As the company spreads its wings beyond Malaysia shores, Hassan Merican told local media that cost increases are the industry’s major challenge. A Petronas official said in an interview that oil exploration and production costs vary greatly depending on factors like location, size and geology. “Sometimes we hit oil, sometimes we drill and the wells dry up,” he said, adding that to mitigate this risk, “detailed studies” are carried out based on available data.
"This (cost) increase has gone way ahead of the actual price increase of crude oil,” Merican told local reporters. “If you look at drilling rigs, the cost increase is about 200 percent. And how much longer can the activities be sustained at these high prices?"
Echoing these woes is Ernst & Young's 2008 Global Oil and Gas Industry Forecast, which said: "The cost of exploration and production continues to rise sharply. Heightened resource nationalism and geopolitical issues are increasing costs and decreasing access to reserves for international oil companies. Investment opportunities are becoming less lucrative, and returns are decreasing... Ernst & Young anticipates that companies will take a slower, more cautious approach to upstream spending in 2008."
"An increase in revenue may be caused by many things, including high crude prices. But what we really need to know is the profitability of each investment. What are the returns? In the current scenario, it's possible that one profitable investment is funding other loss-making ventures," a senior oil and gas analyst in a global investment bank said. "At this point, it's unclear whether revenue has increased because of high crude prices, operational efficiency or sound investment policy."

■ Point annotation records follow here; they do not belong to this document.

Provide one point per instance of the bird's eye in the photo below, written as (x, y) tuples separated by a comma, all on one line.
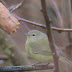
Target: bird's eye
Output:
[(33, 35)]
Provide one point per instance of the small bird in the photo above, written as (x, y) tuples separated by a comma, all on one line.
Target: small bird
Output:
[(37, 47)]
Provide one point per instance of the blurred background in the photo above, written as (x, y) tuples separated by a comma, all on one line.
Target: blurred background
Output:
[(31, 10)]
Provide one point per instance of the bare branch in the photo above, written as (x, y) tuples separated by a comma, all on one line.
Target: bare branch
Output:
[(28, 67), (44, 26), (49, 34)]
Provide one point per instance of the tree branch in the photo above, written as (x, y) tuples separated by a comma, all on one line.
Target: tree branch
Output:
[(49, 34), (44, 26), (27, 67)]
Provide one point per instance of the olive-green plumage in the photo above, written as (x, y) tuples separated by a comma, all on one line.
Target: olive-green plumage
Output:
[(37, 46)]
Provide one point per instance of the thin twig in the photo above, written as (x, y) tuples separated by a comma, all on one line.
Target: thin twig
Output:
[(28, 67), (49, 34), (3, 57), (14, 7), (44, 26)]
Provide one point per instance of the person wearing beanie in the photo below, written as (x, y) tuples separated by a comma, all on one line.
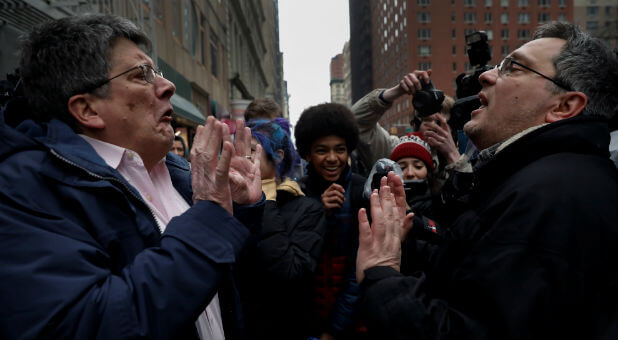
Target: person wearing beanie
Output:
[(413, 155), (273, 271)]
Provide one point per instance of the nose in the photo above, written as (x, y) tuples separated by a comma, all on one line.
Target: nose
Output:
[(164, 87), (409, 174), (331, 157), (489, 77)]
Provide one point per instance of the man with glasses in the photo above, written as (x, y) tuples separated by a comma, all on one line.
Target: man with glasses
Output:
[(103, 233), (534, 252)]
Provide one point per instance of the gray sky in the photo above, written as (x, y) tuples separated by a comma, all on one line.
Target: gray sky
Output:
[(311, 32)]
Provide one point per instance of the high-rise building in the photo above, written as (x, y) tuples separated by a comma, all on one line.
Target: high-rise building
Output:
[(599, 18), (336, 80), (215, 52), (407, 35), (360, 47), (347, 74)]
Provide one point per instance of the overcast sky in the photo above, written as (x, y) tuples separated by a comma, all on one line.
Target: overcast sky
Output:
[(311, 32)]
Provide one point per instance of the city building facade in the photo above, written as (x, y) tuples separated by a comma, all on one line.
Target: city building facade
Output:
[(195, 44), (407, 35), (599, 18)]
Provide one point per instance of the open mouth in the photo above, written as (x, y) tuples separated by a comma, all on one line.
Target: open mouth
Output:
[(167, 115)]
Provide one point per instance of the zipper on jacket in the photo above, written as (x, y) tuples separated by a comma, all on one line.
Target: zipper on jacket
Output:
[(112, 179)]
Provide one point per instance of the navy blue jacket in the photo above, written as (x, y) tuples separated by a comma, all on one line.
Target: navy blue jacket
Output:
[(82, 257)]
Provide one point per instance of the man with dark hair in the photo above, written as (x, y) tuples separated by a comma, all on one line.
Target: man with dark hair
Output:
[(534, 255), (101, 234), (262, 108)]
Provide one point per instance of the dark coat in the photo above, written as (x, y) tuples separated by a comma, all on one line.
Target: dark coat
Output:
[(276, 276), (81, 256), (535, 256), (335, 288)]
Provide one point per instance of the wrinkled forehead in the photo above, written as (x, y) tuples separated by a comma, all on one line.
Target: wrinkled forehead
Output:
[(539, 53)]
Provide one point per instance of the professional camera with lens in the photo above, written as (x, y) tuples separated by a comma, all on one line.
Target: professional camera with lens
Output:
[(468, 86), (428, 100)]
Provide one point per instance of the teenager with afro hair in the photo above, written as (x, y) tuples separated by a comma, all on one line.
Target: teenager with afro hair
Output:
[(326, 134)]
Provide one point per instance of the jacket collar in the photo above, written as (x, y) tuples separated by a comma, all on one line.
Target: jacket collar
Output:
[(580, 134)]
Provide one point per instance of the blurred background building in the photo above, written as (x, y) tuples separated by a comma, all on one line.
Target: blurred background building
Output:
[(400, 36), (220, 54)]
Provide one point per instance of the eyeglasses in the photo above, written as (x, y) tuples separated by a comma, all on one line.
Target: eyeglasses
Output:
[(149, 74), (506, 66)]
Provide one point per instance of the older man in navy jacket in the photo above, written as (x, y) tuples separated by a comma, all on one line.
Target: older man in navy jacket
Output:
[(103, 234)]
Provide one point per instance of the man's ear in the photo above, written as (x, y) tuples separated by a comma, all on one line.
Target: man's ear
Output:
[(82, 108), (571, 104), (281, 156)]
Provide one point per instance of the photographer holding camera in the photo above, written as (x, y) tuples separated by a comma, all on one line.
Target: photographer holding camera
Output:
[(376, 142), (535, 253)]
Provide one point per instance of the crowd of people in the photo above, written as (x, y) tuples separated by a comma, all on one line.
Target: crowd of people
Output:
[(111, 227)]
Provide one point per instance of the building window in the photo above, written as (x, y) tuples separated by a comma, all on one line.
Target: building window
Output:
[(175, 19), (523, 18), (424, 66), (424, 50), (214, 67), (523, 34), (544, 17), (424, 33), (424, 17), (158, 8), (504, 18), (504, 50), (490, 34), (203, 41), (470, 17), (504, 34)]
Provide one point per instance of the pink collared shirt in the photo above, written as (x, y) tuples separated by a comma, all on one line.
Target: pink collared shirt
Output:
[(165, 202)]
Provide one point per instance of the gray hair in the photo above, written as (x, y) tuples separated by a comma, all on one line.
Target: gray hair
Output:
[(585, 64), (68, 56)]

As Petronas comes to grips with globalization, the question remains whether it can shed its nationalistic goals and truly behave like a global corporate citizen. For a company with corporate practices that include employing mostly ethnic Malays in a country whose government promotes Malay supremacy, it remains to be seen how it can reconcile its international and local identities. Its success may ultimately depend on embracing meritocracy.